Le champ de l'intervention projetée

[18]            S'agissant du champ de l'intervention projetée du commissaire, le commissaire a allégué son intérêt pour agir afin de présenter des arguments et de s'exprimer sur les points suivants :

a)              les règles de la crainte raisonnable de partialité dans la mesure où elles se rapportent aux commissions d'enquête fédérales;

b)             l'étendue des fonctions de la Commission telle qu'elle est exposée dans son mandat;

c)              la compétence et le pouvoir procédural de la Commission, notamment au regard des règles de la Commission, l'assignation de témoins et la recevabilité de preuves;

d)             les règles relatives au point de savoir si le commissaire devrait être empêché d'aller de l'avant avec l'enquête et d'accomplir son mandat; et

e)              la norme applicable de contrôle.

f)              l'exercice d'un droit d'appel. [Non souligné dans l'original.]

Pour les motifs qui suivent, l'intervention du commissaire se limitera essentiellement aux points énumérés dans les alinéas b), c) et f) ci-dessus.

ANALYSE

[19]            Le droit d'intervenir, sauf s'il est conféré par la loi, requiert une autorisation en application de l'article 109 des Règles.

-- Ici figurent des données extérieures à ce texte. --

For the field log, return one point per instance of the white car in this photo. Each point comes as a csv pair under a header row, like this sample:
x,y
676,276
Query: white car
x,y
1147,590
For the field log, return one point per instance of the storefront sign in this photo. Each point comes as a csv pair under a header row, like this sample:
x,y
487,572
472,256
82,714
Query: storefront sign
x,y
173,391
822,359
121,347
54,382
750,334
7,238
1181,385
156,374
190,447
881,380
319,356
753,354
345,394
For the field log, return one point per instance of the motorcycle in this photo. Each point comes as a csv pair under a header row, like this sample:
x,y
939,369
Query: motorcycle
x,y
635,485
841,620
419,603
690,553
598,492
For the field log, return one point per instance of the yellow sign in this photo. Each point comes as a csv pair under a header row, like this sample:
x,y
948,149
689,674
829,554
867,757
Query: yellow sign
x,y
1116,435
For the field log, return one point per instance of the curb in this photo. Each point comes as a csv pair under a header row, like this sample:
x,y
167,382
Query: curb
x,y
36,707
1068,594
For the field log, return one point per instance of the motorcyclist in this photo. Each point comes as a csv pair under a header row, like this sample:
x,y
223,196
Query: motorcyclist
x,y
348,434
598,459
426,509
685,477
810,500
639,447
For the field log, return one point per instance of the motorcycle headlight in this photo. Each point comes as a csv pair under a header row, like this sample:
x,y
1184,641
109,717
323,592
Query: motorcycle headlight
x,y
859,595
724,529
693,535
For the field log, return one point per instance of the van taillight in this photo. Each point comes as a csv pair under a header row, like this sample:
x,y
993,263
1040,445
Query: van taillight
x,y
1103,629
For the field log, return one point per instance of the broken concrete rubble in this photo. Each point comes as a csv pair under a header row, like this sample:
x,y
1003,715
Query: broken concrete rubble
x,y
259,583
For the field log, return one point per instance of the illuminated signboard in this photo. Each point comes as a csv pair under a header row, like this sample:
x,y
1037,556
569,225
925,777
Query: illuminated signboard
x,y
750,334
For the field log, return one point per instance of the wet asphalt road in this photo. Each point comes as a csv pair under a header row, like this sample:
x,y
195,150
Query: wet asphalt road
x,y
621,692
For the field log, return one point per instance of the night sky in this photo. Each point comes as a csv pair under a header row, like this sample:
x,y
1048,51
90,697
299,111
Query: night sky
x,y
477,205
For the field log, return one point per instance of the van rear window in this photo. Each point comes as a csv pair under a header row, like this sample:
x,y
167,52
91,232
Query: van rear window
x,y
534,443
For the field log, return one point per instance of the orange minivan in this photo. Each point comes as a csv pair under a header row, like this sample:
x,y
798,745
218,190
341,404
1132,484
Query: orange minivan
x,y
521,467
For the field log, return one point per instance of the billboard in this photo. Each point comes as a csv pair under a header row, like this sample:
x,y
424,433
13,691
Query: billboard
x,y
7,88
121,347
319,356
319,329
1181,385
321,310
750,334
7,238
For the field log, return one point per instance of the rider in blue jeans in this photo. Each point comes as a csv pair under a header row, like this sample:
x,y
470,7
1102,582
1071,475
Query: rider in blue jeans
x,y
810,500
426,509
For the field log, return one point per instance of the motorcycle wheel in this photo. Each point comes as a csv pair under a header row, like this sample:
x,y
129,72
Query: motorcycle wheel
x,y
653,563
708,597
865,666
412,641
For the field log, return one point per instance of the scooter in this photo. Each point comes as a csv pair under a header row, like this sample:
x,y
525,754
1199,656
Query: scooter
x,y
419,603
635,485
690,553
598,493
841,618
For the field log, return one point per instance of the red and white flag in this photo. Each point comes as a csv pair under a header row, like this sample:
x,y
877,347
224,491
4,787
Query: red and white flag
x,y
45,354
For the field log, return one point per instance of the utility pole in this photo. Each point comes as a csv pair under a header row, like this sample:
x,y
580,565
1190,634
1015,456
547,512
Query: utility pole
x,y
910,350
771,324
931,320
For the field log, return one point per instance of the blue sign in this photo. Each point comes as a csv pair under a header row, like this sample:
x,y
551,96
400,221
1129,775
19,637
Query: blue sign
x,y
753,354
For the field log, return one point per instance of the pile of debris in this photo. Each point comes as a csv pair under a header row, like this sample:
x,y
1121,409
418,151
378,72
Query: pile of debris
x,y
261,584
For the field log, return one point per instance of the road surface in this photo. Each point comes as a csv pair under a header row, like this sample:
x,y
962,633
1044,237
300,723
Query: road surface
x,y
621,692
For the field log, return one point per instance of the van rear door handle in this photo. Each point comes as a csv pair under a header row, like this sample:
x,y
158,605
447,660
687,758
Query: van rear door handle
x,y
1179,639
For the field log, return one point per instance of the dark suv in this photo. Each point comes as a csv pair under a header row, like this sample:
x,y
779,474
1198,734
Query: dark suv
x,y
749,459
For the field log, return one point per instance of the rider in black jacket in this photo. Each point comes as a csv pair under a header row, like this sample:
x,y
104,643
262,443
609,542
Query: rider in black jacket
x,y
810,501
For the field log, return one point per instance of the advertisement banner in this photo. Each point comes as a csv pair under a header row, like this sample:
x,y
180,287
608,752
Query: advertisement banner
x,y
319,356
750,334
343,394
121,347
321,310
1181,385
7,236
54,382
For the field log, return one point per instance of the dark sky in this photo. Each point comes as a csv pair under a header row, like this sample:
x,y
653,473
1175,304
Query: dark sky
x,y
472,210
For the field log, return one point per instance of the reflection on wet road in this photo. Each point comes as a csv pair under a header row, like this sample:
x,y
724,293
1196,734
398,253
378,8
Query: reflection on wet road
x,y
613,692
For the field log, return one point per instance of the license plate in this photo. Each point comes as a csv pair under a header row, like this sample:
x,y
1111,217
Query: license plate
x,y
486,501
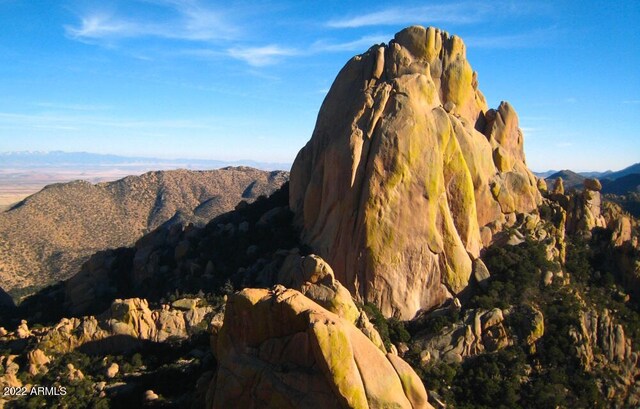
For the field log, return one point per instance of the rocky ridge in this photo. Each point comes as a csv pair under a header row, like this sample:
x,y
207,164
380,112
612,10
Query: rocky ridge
x,y
407,182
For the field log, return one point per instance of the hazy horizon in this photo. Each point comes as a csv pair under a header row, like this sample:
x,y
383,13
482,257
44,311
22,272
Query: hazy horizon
x,y
192,79
244,161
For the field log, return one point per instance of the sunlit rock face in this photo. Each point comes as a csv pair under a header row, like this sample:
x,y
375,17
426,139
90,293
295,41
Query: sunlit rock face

L'élément principal des Règles est que le futur intervenant doit montrer en quoi sa participation « aidera à la prise d'une décision sur toute question de fait et de droit se rapportant à l'instance » . Selon la jurisprudence, cela signifie que la partie ne devra pas simplement reformuler ce que les autres parties feront valoir, mais qu'elle devra aider la Cour en apportant à l'instance une perspective additionnelle ou différente[1].

[20]            La Cour a défini les facteurs qu'elle prend généralement en compte lorsqu'elle exerce son pouvoir d'accorder ou non le statut d'intervenant, et il n'est pas nécessaire que ces critères soient tous remplis[2]. Ce sont : le point de savoir si le futur intervenant est directement concerné par l'issue du litige; le point de savoir s'il existe une question à trancher et s'il existe un véritable intérêt public; le point de savoir s'il y a absence évidente d'un autre moyen efficace ou raisonnable de soumettre la question à la Cour; le point de savoir si la position du futur intervenant est adéquatement défendue par l'une des parties au litige; enfin le point de savoir si l'intérêt de la justice sera mieux servi par l'intervention du futur intervenant[3].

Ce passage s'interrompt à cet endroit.